President Obama is expected to sign the bill that provides new authority to the Drug Enforcement Administration (DEA) to place designer anabolic steroids on the Controlled Substance Schedules more rapidly. The bill also gives DEA new enforcement tools to prosecute disreputable companies that develop and market anabolic steroids mislabeled as dietary supplements.
“We are extremely grateful to Congress for passing this important piece of legislation and particularly want to acknowledge Sens. Sheldon Whitehouse (D-RI) and Orrin Hatch (R-UT), and Reps. Joe Pitts (R-PA) and Frank Pallone (D-NJ), sponsors of the bill respectively in the Senate and the House. We are thankful as well to other legislators and industry stakeholders who kept the serious issue of designer anabolic steroids in front of key colleagues in Congress,” said the Council for Responsible Nutrition (CRN), president & CEO Steve Mister. “Passage of this bill was one of CRN’s top legislative priorities this year, as responsible member companies want to do all that they can to solve the problem of anabolic steroids illegally being sold as dietary supplements.”
CRN lobbied Congress to pass the Anabolic Steroid Control Act of 2004 and has tenaciously led the charge for the dietary supplement industry since that time, ramping up activities in 2014 with outreach to legislative offices on Capitol Hill in support of DASCA, underscoring its value to consumers as well as to responsible dietary supplement companies.
DASCA will protect consumers as well as responsible companies by empowering the Drug Enforcement Administration (DEA) with new tools to identify and rapidly respond when illegal drugs in the form of new designer anabolic steroids are falsely marketed as dietary supplements. For instance, the law calls for DEA to address products that are “substantially similar” to anabolic steroids and that have been illegally marketed to promote muscle growth. DASCA’s provisions include new DEA authority to place new anabolic steroids on the DEA Controlled Substance List and new criteria for placing additional anabolic steroids on the list going forward that will better enable DEA to identify and catalog new chemicals. DASCA will allow DEA to quickly crack down on criminals creating new anabolic substances that closely resemble red-flagged counterparts listed, but altered minimally with the intent of evading enforcement.

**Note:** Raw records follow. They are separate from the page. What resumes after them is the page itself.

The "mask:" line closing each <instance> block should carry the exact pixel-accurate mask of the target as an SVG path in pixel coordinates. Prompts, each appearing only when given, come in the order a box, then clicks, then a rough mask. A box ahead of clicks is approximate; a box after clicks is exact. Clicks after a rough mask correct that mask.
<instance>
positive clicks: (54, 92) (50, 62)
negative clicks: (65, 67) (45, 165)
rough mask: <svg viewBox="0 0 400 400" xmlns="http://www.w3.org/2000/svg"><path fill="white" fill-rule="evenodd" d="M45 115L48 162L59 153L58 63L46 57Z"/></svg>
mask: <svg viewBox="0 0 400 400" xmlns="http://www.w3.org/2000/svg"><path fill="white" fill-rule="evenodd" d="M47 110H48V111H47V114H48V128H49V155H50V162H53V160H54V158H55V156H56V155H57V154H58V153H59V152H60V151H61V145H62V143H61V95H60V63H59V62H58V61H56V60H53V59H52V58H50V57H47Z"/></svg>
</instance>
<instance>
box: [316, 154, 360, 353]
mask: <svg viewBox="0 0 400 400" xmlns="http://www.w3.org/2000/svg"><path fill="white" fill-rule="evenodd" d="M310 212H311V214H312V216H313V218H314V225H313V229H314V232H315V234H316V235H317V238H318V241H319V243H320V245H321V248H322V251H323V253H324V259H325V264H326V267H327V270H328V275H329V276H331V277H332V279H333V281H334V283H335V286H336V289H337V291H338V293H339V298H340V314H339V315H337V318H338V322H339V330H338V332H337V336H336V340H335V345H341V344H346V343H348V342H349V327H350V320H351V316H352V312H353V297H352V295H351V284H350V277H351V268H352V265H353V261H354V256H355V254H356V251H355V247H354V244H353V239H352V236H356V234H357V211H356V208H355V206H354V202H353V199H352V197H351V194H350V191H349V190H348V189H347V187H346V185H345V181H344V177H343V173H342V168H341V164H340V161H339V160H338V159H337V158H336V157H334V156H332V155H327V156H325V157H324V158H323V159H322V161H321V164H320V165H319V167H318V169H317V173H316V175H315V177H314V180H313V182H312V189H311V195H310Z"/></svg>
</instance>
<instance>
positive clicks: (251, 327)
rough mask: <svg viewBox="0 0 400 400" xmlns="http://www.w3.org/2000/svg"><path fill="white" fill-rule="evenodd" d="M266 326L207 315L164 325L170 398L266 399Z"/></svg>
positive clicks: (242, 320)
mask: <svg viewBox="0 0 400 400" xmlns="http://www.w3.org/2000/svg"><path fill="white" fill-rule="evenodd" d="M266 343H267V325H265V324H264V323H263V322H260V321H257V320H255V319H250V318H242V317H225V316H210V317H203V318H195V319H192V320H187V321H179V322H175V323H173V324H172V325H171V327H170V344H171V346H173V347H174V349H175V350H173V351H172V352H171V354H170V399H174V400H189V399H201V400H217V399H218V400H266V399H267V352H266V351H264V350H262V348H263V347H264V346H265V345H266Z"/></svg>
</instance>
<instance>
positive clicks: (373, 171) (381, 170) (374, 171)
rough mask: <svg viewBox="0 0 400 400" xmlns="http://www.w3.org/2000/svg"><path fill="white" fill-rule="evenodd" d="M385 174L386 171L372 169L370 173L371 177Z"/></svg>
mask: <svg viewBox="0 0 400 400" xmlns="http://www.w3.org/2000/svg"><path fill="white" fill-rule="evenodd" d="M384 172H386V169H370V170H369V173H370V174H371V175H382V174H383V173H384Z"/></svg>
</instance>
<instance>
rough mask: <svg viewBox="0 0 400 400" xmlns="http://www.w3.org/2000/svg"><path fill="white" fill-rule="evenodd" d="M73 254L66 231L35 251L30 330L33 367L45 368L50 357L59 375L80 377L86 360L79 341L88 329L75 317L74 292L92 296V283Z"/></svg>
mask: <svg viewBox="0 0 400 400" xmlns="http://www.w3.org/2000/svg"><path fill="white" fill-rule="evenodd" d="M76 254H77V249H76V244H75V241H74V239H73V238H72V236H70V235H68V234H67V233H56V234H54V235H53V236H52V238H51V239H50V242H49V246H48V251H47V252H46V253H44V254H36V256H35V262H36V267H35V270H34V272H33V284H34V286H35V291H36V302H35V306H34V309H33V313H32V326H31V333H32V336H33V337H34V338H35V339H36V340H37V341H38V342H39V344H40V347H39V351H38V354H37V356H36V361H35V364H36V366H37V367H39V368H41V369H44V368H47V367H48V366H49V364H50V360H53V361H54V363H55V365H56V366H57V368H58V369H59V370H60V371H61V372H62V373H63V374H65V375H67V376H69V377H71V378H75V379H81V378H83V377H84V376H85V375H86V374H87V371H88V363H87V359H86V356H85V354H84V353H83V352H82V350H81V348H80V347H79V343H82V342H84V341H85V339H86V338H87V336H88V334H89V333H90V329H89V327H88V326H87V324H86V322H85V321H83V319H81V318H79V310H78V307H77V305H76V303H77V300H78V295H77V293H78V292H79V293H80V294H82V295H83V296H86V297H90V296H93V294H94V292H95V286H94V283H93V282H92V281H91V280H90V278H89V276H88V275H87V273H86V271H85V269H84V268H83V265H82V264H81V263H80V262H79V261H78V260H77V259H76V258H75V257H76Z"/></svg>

“When criminal outliers are not stopped, not only does it put consumers at risk, but it unjustly blackens the reputation of responsible dietary supplement companies that manufacture and market legitimate, high-quality and beneficial supplements for sports nutrition and performance,” Mr. Mister observed. “The passage of DASCA brings a welcome protection against that.”
The American Herbal Products Association (AHPA) also welcomes this new legislation, having been a strong proponent of the bill by advocating lawmakers to pass this legislation in order to protect consumers and the industry.
"AHPA thanks Congress for passing this important bill," said Michael McGuffin, president of the American Herbal Products Association (AHPA). "Just a handful of bad actors selling illegal products can tarnish the regulated supplement industry. When President Obama signs this legislation into law, it will help protect consumers and the supplement industry by providing federal law enforcement officials with additional authority to crack down on those who don't comply with current laws and regulations."
Sens. Sheldon Whitehouse (D-RI) and Orrin Hatch (R-UT) introduced DASCA on February 11, 2014 and Reps. Joe Pitts (R-PA) and Frank Pallone (D-NJ) subsequently introduced the bill in the House. AHPA partnered with the Consumer Healthcare Products Association (CHPA), the Council for Responsible Nutrition (CRN), the Natural Products Association (NPA) and the United Natural Products Alliance (UNPA) to express support for the bill and advocate for its passage.
"Responsible dietary supplement industry stakeholders have consistently supported congressional and regulatory efforts to enact and enforce laws that help eliminate illegal products that masquerade as dietary supplements, and to prosecute the criminals who manufacture and sell them," the associations said in the statement.